В этот период ему довелось снова увидеть своего «вотчима», который дал ему советы относительно выбора книг, порекомендовав «Обломова» Гончарова и «Искушение святого Антония» Флобера, русский перевод которого незадолго до этого вышел в приложении к «Новому времени». Беседуя с ним, Алексей думал о том, что этот человек, преждевременно состарившийся, изъеденный чахоткой, был когда-то дорог его матери, о том, что он ее оскорблял, бил, – и от этого он испытывал глубокую грусть. «Я знал, что он живет с какой-то швеей, и думал о ней с недоумением и жалостью: как она не брезгует обнимать эти длинные кости, целовать этот рот, из которого тяжко пахнет гнилью?.. Я видел одно – он умирает… Завтра он весь исчезнет, весь, со всем, что скрыто в его голове, сердце, что я – мне кажется – умею читать в его красивых глазах. Когда он исчезнет – порвется одна из живых нитей, связующих меня с миром…»

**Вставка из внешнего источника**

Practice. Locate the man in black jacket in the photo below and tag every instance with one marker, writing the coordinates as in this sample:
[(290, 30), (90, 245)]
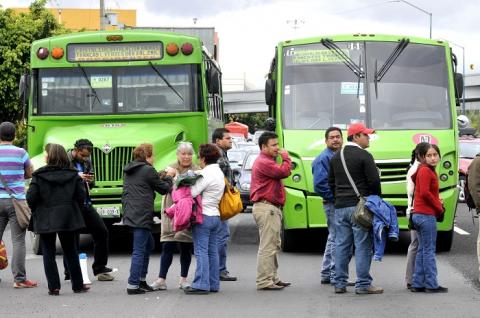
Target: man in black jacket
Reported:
[(364, 173), (80, 160)]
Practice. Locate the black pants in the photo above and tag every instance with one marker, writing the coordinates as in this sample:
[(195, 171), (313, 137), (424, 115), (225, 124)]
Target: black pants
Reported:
[(168, 248), (99, 232), (70, 255)]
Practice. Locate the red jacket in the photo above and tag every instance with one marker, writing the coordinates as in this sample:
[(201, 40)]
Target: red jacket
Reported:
[(426, 198), (267, 177)]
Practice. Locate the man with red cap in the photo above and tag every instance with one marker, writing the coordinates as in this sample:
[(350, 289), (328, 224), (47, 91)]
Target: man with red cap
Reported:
[(362, 168)]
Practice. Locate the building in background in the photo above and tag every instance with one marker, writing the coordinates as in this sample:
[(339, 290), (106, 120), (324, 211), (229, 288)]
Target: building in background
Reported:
[(89, 19)]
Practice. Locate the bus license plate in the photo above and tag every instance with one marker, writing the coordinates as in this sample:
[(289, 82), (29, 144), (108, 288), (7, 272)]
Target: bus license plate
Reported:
[(108, 211)]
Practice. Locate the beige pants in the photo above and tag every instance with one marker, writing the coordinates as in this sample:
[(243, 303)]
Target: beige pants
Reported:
[(269, 223)]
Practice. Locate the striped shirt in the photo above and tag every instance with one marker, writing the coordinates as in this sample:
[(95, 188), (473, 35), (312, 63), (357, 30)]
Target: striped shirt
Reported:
[(13, 163)]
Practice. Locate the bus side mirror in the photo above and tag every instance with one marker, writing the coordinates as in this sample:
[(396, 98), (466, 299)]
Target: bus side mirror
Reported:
[(213, 81), (458, 85), (270, 92)]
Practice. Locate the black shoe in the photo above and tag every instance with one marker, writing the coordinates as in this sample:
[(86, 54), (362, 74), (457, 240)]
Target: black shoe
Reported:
[(439, 289), (143, 285), (417, 289), (340, 290), (194, 291), (225, 276), (135, 291)]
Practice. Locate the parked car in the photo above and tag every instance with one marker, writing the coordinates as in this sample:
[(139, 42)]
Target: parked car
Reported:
[(244, 176), (235, 157), (469, 147)]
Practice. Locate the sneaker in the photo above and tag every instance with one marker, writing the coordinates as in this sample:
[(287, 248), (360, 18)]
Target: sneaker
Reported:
[(439, 289), (156, 285), (225, 276), (107, 274), (369, 290), (143, 285), (25, 284)]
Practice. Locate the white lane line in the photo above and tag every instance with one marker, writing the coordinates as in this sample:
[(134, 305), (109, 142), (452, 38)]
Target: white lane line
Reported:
[(460, 231)]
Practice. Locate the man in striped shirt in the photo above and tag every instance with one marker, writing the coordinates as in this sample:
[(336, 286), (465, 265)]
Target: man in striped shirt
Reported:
[(15, 167)]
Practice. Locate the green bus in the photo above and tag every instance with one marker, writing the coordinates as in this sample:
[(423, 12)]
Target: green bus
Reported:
[(406, 88), (119, 89)]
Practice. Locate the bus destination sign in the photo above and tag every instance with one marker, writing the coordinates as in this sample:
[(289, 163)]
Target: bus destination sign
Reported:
[(102, 52)]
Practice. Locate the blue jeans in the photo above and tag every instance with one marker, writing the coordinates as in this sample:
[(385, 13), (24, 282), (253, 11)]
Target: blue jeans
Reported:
[(348, 234), (143, 245), (328, 263), (425, 274), (205, 237), (223, 236)]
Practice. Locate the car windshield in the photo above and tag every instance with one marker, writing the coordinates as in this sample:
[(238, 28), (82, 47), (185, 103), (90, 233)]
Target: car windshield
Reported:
[(109, 90), (320, 91), (469, 149)]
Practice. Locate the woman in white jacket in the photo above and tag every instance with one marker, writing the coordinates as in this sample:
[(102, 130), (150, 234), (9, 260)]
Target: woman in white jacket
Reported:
[(413, 247)]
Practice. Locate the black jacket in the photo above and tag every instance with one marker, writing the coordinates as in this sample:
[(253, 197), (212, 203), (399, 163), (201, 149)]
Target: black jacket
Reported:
[(364, 172), (55, 196), (140, 181)]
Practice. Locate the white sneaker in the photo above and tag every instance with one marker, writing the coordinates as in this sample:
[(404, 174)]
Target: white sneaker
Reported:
[(156, 285)]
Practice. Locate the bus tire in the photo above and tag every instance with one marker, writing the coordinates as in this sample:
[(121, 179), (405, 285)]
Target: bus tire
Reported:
[(36, 246), (288, 240), (444, 240)]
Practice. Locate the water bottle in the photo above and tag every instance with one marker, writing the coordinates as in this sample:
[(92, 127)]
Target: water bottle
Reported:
[(84, 267)]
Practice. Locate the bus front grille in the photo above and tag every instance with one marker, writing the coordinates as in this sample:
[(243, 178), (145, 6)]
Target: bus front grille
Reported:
[(109, 166), (393, 170)]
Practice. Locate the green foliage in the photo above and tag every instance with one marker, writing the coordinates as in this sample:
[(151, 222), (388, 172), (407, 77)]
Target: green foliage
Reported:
[(254, 121), (17, 32)]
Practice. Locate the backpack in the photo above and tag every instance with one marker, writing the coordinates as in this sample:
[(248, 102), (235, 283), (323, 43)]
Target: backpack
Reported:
[(468, 197)]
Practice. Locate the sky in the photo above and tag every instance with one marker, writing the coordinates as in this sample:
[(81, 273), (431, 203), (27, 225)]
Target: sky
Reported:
[(250, 29)]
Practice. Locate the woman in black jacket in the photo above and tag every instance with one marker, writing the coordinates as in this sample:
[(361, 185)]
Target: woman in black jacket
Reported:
[(55, 196), (140, 182)]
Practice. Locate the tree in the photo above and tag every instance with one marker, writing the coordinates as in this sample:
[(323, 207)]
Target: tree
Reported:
[(17, 32)]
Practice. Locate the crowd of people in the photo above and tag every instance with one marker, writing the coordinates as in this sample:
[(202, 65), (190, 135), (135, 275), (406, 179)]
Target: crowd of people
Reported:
[(58, 197)]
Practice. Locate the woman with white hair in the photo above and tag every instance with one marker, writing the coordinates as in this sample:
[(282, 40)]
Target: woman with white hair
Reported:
[(170, 239)]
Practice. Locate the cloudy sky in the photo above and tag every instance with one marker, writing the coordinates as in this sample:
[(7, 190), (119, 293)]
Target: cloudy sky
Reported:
[(249, 29)]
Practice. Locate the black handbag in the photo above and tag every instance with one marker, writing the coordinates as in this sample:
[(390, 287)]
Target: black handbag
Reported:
[(362, 216)]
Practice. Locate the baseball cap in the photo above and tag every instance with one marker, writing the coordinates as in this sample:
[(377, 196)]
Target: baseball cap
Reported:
[(359, 128)]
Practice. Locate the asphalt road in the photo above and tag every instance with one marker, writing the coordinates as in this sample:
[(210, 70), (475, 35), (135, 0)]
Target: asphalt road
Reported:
[(457, 269)]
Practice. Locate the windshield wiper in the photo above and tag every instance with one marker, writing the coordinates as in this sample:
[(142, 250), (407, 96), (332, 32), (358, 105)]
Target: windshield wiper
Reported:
[(357, 70), (90, 85), (165, 80), (389, 62)]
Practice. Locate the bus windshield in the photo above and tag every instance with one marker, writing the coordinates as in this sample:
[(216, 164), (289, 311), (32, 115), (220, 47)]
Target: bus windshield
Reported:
[(320, 91), (109, 90)]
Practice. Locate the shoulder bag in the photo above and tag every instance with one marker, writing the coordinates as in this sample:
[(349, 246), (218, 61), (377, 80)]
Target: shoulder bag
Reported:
[(362, 216), (21, 208), (231, 202)]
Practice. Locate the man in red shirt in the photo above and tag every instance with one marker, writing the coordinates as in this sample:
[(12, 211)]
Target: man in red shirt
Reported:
[(268, 194)]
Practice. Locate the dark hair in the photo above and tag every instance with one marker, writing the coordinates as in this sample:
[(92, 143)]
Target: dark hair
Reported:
[(7, 131), (209, 152), (424, 147), (57, 156), (81, 144), (142, 152), (219, 133), (265, 137), (330, 129)]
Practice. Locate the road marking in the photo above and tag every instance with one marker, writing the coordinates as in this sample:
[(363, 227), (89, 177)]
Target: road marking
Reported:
[(460, 231)]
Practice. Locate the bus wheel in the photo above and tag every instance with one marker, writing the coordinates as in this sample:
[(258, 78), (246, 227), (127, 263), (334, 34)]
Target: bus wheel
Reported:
[(288, 240), (35, 239), (444, 240)]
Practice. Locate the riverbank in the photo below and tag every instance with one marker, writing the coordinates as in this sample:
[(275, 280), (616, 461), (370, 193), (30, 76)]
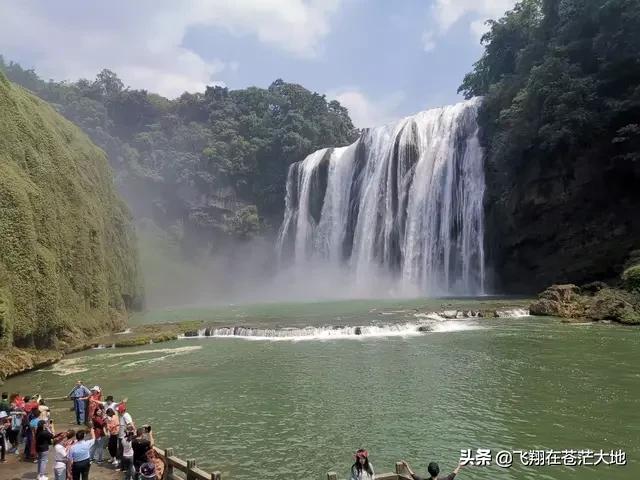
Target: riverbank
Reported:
[(594, 302), (17, 469), (165, 325), (15, 361)]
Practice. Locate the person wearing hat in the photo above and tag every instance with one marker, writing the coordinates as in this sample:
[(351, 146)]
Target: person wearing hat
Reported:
[(152, 457), (433, 470), (79, 394), (113, 426), (80, 455), (4, 403), (126, 459), (61, 444), (147, 471), (5, 425), (362, 469), (95, 401), (126, 422), (43, 437)]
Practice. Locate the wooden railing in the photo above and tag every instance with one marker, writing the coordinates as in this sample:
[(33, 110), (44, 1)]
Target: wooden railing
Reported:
[(177, 469), (401, 474)]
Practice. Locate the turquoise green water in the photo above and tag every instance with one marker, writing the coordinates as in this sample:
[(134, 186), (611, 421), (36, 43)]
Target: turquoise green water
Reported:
[(263, 409), (355, 312)]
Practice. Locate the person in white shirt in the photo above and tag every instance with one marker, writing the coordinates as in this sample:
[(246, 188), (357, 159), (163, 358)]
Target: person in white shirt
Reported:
[(362, 469), (61, 452), (125, 422)]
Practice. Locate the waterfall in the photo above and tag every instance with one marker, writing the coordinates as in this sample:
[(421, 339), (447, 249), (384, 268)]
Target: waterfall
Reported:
[(403, 202)]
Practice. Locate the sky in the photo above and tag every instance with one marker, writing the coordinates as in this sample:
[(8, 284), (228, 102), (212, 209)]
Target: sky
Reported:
[(381, 59)]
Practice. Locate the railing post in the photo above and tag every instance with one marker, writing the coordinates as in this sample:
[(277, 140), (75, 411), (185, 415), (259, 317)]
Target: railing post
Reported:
[(190, 465), (168, 453)]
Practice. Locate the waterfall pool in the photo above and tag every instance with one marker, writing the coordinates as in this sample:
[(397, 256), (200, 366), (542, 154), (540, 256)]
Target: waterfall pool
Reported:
[(298, 409)]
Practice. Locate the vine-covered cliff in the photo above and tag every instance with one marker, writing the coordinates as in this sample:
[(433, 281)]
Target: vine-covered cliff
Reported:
[(68, 259)]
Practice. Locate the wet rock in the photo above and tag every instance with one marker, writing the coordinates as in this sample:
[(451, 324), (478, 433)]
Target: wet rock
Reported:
[(571, 302), (593, 287), (560, 301)]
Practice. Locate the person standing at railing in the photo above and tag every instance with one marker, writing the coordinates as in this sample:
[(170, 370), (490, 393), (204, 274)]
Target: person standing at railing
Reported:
[(141, 445), (113, 426), (61, 444), (362, 469), (434, 471), (127, 453), (99, 424), (5, 424), (78, 394)]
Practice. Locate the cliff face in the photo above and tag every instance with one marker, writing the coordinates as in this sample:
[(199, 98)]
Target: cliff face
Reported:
[(68, 260), (560, 220)]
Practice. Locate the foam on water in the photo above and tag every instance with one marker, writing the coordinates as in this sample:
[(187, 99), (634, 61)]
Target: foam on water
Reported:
[(513, 313), (68, 366), (432, 323)]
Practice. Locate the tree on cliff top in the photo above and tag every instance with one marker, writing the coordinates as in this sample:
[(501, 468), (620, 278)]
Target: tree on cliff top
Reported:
[(68, 259), (197, 160), (558, 74)]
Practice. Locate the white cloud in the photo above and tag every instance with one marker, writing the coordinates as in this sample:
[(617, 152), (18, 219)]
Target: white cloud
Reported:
[(447, 13), (142, 40), (366, 112), (428, 42)]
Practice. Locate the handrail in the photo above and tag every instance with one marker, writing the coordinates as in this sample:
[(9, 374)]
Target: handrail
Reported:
[(188, 469), (401, 474)]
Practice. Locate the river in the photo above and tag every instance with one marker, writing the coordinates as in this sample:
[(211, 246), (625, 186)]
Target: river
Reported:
[(297, 409)]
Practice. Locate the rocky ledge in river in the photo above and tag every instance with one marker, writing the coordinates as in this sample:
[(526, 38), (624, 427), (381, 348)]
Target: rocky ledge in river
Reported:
[(595, 302)]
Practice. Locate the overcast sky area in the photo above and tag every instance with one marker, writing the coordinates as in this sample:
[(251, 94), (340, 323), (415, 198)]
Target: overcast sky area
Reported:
[(381, 59)]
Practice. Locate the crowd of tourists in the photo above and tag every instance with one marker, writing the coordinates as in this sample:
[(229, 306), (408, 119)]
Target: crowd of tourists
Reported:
[(362, 469), (105, 427), (27, 429)]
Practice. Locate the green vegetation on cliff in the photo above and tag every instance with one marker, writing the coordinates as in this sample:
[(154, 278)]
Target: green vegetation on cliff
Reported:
[(209, 166), (68, 261), (560, 123)]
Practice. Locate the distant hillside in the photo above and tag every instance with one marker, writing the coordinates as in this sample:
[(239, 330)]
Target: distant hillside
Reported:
[(207, 168), (68, 260)]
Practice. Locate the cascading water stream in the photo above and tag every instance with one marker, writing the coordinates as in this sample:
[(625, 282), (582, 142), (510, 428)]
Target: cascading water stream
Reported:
[(403, 202)]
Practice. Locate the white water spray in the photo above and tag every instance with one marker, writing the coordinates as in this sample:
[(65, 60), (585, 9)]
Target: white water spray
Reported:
[(403, 202)]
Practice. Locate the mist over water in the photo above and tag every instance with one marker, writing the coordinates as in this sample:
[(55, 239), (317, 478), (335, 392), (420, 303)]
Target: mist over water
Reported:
[(398, 213)]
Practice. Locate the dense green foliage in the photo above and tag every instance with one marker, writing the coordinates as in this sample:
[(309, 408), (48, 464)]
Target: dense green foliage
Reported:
[(208, 164), (560, 77), (560, 124), (68, 261), (631, 278)]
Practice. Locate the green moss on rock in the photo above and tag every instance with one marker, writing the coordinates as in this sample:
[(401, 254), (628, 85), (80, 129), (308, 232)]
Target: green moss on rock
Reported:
[(631, 278), (68, 261)]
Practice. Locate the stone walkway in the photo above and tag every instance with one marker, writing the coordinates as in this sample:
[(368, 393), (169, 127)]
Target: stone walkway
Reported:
[(17, 469)]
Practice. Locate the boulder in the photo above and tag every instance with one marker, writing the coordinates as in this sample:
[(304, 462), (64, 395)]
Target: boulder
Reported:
[(616, 305), (560, 301)]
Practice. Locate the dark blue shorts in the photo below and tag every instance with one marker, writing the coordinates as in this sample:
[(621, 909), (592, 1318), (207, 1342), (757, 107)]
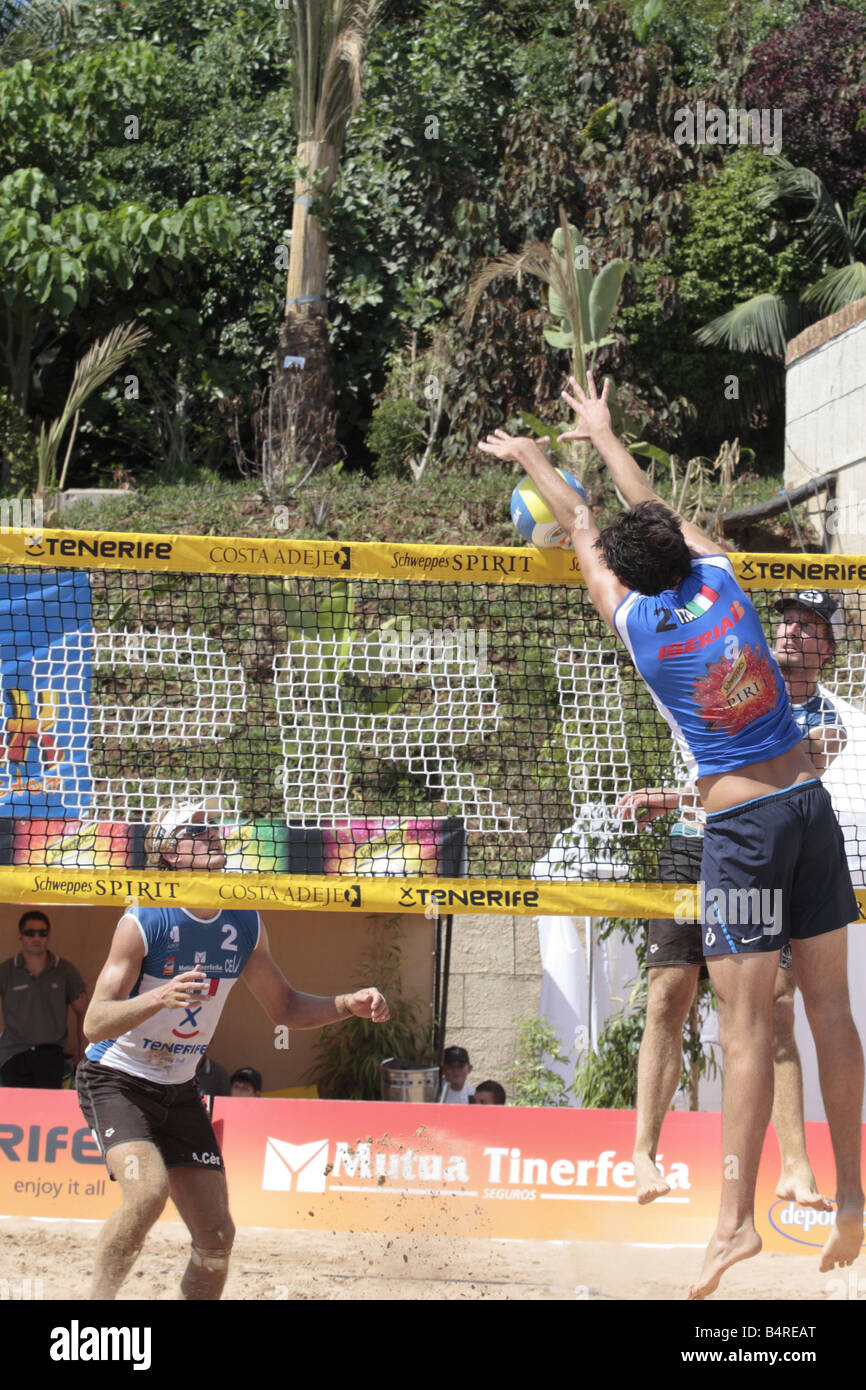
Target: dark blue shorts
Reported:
[(774, 870)]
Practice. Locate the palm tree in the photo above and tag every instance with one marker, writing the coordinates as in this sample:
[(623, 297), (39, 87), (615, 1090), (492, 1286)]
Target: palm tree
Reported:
[(328, 41), (837, 242), (580, 302)]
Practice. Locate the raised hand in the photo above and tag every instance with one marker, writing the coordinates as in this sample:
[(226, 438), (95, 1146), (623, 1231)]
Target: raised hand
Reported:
[(184, 990), (591, 409), (509, 448), (369, 1004)]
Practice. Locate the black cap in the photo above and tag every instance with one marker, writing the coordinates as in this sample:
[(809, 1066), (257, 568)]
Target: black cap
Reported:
[(822, 603)]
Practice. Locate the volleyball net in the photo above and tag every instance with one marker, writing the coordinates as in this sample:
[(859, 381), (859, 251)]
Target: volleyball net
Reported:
[(376, 727)]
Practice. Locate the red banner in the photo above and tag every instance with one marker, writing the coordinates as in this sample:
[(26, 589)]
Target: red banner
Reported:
[(446, 1169)]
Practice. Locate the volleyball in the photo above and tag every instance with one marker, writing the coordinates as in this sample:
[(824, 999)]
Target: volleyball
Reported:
[(534, 519)]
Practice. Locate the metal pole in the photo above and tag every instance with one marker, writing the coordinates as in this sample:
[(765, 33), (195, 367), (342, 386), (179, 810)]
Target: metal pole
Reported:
[(445, 973)]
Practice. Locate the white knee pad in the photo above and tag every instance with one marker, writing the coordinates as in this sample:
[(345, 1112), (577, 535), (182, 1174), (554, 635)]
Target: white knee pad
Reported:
[(211, 1260)]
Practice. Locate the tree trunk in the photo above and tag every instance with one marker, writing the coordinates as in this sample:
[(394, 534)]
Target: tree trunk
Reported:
[(305, 330)]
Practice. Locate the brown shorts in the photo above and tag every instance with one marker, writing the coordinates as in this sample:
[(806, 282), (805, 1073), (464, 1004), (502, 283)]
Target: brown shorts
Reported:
[(123, 1109)]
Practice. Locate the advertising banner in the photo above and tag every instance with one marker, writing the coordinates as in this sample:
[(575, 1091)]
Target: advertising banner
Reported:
[(455, 1171)]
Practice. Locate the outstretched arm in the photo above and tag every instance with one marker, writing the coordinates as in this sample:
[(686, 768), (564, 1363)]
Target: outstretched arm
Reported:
[(594, 424), (285, 1005), (572, 513)]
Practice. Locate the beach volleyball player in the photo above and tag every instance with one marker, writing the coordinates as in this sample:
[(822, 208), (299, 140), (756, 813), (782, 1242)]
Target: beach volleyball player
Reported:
[(695, 640), (153, 1012)]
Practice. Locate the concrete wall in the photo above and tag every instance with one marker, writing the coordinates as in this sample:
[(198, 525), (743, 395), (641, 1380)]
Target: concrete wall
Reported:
[(495, 975), (826, 421), (317, 952)]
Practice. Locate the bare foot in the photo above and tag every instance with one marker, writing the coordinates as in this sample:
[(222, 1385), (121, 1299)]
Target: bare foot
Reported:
[(798, 1186), (649, 1180), (722, 1253), (845, 1239)]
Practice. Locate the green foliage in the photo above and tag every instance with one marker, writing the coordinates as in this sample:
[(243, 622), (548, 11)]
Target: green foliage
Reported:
[(731, 250), (349, 1054), (608, 1079), (396, 434), (531, 1082), (17, 448)]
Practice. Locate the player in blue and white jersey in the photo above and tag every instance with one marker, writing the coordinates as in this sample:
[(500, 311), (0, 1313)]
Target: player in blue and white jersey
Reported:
[(695, 640), (153, 1012), (806, 634)]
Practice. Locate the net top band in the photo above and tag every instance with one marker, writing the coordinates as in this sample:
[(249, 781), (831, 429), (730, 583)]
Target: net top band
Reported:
[(367, 560)]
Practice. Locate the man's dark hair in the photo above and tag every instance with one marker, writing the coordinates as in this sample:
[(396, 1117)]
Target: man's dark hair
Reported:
[(34, 916), (645, 548), (249, 1075), (495, 1090)]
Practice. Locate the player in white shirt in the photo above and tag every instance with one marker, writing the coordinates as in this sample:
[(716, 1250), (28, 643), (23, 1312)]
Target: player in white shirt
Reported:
[(153, 1012)]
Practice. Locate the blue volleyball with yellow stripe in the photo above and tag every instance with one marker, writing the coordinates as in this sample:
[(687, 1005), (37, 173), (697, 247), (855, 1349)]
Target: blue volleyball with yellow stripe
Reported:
[(534, 519)]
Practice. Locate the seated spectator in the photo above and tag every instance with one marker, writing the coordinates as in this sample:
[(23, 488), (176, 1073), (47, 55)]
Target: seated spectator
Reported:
[(211, 1077), (38, 988), (246, 1080), (455, 1069), (489, 1093)]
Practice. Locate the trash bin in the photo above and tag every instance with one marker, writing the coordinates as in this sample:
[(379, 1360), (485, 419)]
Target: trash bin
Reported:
[(409, 1082)]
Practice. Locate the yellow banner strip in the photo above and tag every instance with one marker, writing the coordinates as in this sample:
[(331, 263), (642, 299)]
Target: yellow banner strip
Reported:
[(328, 893), (363, 560)]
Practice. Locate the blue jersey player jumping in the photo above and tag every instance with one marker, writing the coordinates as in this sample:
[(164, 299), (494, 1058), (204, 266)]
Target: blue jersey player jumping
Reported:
[(153, 1012), (695, 638)]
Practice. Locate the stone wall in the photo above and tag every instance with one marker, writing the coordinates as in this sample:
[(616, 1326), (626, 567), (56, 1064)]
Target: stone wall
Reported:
[(495, 975), (824, 421)]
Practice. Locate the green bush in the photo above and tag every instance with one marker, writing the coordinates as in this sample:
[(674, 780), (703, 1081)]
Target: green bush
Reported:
[(530, 1080), (398, 431)]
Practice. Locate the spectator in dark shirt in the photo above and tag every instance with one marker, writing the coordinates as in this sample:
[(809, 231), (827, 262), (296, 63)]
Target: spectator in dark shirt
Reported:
[(246, 1080), (488, 1093), (38, 988)]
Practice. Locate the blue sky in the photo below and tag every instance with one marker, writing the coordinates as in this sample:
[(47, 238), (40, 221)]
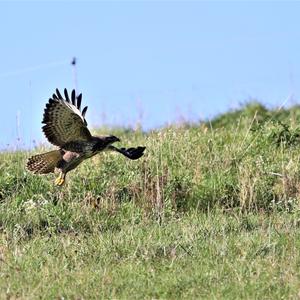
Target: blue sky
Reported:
[(159, 60)]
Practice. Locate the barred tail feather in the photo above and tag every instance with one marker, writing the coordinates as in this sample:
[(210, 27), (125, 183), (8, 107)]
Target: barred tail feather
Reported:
[(44, 163)]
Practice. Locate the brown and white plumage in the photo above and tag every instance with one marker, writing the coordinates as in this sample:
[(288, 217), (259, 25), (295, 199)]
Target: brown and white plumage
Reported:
[(66, 127), (64, 121)]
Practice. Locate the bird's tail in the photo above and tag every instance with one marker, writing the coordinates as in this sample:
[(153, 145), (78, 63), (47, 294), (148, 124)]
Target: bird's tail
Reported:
[(44, 163)]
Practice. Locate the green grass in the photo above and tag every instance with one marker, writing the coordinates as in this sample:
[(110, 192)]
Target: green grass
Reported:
[(210, 211)]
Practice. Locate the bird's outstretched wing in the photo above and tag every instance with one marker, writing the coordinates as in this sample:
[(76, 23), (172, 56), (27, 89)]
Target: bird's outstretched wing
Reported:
[(64, 121)]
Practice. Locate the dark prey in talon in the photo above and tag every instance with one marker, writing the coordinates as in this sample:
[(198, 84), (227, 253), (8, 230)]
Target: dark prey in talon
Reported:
[(65, 126)]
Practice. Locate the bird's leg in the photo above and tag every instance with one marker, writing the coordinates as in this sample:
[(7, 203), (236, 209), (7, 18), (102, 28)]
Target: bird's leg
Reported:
[(59, 181), (132, 153)]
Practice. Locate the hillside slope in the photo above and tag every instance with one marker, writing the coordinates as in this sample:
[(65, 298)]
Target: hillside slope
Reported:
[(211, 210)]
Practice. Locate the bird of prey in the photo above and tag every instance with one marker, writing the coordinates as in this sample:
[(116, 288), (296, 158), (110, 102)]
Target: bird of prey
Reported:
[(66, 127)]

Алексей пришел в больницу, где умирал его отчим. Как и всегда, милосердие побеждало в нем гнев, доброта заставляла возмущение молчать. Он анализировал себя с ясностью и четкостью, удивительными для его пятнадцати лет: «Я не пил водки, не путался с девицами – эти два вида опьянения души мне заменяли книги. Но чем больше я читал, тем более трудно было жить так пусто и ненужно, как, мне казалось, живут люди… Я брезгливо не любил несчастий, болезней, жалоб; когда я видел жестокое – кровь, побои, даже словесное издевательство над человеком, – это вызывало у меня органическое отвращение… Во мне жило двое: один, узнав слишком много мерзости и грязи, несколько оробел от этого и, подавленный знанием буднично страшного, начинал относиться к жизни, к людям недоверчиво, подозрительно, с бессильною жалостью ко всем, а также к себе самому. Этот человек мечтал о тихой, одинокой жизни с книгами, без людей, в монастыре, лесной сторожке, железнодорожной будке, о Персии и должности ночного сторожа где-нибудь на окраине города. Поменьше людей, подальше от них… Другой, крещенный святым духом честных и мудрых книг, наблюдая победную силу буднично страшного, чувствовал, как легко эта сила может оторвать ему голову, раздавить сердце грязной ступней, и напряженно оборонялся, сцепив зубы, сжав кулаки, всегда готовый на всякий спор и бой».[15]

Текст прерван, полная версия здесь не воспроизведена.